I have been stalked by a trans woman in particular in real life, lost friend groups in both trans activist and radical feminist spaces, gotten doxxed, gotten more rape and death threats than I could count.
I’ve had my physical appearance mocked/ridiculed. Told I was a “failed man” by trans activists and a “mutilated woman” by radical feminists.
Heath Atom Birilli, Just another lesbian woman trying to survive a woman-hating and lesbophobic world, USA
I am deeply concerned about the erosion of the right of women and girls. The changes in language and our ability to describe ourselves accurately.
I am horrified that young lesbians are being gaslighted into having sexual relationships with male-sexed bodies.

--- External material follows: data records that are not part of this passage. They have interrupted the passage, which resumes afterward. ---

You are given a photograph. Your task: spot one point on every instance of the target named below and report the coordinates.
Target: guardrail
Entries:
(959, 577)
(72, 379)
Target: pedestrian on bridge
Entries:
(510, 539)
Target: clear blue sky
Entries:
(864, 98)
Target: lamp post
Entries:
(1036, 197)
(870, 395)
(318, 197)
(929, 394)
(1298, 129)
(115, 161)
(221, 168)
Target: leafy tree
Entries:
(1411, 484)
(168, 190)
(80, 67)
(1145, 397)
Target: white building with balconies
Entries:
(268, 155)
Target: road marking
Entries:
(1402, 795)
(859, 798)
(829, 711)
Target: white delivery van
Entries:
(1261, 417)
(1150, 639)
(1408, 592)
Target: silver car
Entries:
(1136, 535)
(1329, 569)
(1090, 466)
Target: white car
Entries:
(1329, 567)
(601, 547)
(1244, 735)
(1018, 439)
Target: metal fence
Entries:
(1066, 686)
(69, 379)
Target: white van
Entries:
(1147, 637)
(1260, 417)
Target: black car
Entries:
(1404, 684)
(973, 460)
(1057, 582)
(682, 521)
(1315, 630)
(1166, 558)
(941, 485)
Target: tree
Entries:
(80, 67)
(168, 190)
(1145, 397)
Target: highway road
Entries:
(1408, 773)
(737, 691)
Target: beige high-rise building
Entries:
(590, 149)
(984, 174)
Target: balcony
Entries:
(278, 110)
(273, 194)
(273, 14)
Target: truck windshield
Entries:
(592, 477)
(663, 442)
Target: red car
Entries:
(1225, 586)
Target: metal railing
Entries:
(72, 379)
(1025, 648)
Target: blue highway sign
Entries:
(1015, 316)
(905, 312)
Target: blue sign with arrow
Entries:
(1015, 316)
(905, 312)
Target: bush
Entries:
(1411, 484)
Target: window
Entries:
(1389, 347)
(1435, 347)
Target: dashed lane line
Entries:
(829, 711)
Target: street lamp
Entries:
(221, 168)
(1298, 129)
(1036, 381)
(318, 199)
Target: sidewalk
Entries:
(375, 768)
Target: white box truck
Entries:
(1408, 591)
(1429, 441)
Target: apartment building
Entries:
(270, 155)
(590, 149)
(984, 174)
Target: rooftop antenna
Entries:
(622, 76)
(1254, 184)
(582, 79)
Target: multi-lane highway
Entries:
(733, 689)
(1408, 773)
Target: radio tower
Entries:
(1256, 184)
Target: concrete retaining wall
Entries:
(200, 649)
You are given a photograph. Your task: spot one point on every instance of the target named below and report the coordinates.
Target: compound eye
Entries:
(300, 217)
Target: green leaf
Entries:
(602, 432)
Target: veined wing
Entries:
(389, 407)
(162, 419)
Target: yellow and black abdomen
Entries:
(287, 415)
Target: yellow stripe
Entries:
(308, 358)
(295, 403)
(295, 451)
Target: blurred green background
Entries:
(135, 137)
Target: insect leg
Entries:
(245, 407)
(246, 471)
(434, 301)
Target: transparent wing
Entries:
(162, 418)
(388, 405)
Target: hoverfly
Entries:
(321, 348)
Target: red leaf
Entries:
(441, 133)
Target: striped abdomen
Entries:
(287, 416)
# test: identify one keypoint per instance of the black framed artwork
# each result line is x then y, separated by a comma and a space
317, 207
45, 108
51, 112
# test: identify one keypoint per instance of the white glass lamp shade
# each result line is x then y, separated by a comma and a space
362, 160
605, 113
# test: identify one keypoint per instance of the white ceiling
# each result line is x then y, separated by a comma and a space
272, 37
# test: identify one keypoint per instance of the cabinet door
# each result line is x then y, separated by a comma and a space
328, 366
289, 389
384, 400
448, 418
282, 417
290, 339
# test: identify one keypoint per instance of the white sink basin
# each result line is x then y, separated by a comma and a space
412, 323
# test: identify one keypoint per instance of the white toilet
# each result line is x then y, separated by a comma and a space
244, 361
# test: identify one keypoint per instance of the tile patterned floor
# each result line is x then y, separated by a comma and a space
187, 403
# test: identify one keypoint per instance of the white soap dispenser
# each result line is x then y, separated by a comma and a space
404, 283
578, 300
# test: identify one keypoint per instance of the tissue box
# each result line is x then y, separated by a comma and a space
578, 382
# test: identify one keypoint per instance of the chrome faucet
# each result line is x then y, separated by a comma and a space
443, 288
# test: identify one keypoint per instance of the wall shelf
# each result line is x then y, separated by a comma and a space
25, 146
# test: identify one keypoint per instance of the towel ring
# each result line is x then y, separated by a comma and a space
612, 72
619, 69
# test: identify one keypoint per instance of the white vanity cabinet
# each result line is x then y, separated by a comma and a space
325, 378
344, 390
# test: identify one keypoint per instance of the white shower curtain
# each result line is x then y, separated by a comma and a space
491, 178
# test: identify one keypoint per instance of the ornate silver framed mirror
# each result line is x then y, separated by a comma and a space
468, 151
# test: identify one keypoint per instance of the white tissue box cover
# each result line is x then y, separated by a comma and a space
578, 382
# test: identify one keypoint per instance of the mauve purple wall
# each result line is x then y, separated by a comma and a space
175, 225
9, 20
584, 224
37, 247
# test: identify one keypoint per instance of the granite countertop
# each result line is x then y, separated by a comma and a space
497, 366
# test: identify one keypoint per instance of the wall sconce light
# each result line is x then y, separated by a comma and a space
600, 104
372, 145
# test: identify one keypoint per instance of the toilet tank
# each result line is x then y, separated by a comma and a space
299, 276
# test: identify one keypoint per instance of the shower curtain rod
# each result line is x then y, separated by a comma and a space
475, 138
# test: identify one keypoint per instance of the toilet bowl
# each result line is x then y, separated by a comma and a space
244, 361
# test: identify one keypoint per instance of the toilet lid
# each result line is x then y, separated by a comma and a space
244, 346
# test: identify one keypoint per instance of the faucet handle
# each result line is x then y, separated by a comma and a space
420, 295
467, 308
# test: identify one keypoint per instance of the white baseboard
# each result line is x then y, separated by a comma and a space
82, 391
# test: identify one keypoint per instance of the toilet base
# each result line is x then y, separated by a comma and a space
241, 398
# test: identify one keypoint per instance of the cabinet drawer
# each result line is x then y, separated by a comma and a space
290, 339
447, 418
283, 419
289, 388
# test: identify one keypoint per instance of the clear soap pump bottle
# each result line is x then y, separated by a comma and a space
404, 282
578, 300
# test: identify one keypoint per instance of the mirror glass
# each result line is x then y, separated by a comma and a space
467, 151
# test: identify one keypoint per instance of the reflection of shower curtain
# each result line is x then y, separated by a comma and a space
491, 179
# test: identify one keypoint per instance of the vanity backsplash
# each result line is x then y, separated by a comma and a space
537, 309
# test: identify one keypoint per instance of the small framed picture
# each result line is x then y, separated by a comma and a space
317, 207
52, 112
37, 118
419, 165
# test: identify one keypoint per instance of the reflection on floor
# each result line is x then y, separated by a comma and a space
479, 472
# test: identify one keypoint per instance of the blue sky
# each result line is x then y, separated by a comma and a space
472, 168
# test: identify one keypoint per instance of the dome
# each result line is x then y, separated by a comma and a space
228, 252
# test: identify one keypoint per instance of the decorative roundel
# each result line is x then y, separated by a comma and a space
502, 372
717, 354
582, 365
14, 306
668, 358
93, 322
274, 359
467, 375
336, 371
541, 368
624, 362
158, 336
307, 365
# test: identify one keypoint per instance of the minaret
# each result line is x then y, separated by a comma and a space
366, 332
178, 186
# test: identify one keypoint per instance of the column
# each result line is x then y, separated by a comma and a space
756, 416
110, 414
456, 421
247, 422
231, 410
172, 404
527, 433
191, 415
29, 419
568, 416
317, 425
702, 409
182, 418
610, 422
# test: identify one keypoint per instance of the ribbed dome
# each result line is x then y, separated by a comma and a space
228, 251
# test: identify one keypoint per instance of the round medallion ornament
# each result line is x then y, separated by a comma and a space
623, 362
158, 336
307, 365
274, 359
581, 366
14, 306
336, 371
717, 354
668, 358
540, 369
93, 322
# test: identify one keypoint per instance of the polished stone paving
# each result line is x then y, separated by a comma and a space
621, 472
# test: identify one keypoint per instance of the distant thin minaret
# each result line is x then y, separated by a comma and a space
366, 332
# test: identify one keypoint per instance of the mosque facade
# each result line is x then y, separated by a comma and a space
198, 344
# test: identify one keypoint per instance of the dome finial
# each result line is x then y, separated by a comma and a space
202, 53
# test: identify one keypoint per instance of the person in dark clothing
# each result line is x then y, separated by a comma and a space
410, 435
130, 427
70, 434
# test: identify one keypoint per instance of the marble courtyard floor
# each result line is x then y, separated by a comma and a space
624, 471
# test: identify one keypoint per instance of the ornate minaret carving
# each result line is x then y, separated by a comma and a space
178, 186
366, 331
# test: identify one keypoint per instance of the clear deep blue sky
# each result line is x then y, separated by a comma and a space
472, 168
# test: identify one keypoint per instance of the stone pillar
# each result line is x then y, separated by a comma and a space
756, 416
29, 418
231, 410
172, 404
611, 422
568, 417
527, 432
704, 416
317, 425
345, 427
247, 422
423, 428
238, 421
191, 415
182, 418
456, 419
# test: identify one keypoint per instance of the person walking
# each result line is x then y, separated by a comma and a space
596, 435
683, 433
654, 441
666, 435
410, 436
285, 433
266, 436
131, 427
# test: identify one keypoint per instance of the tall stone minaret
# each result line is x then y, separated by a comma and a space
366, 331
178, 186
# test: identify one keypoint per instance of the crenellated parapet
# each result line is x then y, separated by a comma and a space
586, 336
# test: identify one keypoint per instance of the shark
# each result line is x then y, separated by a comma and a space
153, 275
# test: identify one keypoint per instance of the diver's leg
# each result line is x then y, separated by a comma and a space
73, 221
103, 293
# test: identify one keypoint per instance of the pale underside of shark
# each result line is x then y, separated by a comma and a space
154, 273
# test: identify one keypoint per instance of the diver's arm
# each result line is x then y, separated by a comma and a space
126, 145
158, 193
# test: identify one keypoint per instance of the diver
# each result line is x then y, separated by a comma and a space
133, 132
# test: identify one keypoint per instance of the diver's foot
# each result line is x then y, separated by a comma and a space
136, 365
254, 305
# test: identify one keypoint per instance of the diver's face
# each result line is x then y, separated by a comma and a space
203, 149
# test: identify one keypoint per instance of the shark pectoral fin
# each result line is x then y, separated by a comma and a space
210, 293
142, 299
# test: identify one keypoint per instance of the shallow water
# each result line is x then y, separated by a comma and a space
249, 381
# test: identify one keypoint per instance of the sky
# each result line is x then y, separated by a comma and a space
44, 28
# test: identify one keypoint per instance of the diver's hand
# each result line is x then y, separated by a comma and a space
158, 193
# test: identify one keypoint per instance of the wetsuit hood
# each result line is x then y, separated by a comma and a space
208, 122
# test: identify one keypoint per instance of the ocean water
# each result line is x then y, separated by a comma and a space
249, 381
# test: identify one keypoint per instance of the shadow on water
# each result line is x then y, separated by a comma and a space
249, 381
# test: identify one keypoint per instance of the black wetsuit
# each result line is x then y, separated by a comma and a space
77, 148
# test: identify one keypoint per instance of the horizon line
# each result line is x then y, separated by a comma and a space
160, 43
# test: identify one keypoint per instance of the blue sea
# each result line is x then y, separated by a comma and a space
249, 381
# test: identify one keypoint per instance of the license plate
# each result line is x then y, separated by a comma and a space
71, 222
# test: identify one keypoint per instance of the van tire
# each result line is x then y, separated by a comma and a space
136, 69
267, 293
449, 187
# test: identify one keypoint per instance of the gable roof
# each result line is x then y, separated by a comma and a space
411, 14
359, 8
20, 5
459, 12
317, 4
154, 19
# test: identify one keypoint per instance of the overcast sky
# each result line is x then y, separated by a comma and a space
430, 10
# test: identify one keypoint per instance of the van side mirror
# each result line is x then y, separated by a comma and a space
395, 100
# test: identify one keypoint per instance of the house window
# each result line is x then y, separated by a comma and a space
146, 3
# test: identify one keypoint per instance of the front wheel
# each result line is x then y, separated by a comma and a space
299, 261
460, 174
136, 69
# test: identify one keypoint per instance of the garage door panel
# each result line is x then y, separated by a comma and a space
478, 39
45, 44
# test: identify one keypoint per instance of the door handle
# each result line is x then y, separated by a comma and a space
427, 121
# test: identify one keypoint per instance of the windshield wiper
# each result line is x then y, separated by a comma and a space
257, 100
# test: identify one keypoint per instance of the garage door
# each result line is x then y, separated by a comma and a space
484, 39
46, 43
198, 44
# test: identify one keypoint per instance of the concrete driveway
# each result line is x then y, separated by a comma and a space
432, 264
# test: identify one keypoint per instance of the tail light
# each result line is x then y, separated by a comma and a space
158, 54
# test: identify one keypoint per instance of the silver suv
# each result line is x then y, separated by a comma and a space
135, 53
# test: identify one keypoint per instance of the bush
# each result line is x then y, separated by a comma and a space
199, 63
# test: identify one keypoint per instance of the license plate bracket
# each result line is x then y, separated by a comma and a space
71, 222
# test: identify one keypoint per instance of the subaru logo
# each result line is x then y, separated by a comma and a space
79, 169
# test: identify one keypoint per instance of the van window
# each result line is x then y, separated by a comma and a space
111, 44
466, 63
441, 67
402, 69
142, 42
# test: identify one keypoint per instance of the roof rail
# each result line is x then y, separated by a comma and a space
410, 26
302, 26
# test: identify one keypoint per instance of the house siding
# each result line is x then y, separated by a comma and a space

To have university campuses have signs up proclaiming that ‘genital preferences are transphobic’ (I’m looking at you, Liverpool!).
I do not agree with women’s sports being infiltrated by male athletes. I do not consider myself to be transphobic, and much like JK Rowling, think we should all be free to live and love as we choose. However…
…as someone who has been ridiculed and bullied for specifically not ‘liking dick’ forever, to now be expected to accept ‘dick’ as the norm is beyond ridiculous.
I work for an NHS service. I am having open conversations with GNC kids and exploring the issue, rather than jump to affirmations. We are talking about this as a service.
I have had arguments with gay male friends over the use of the word TERF.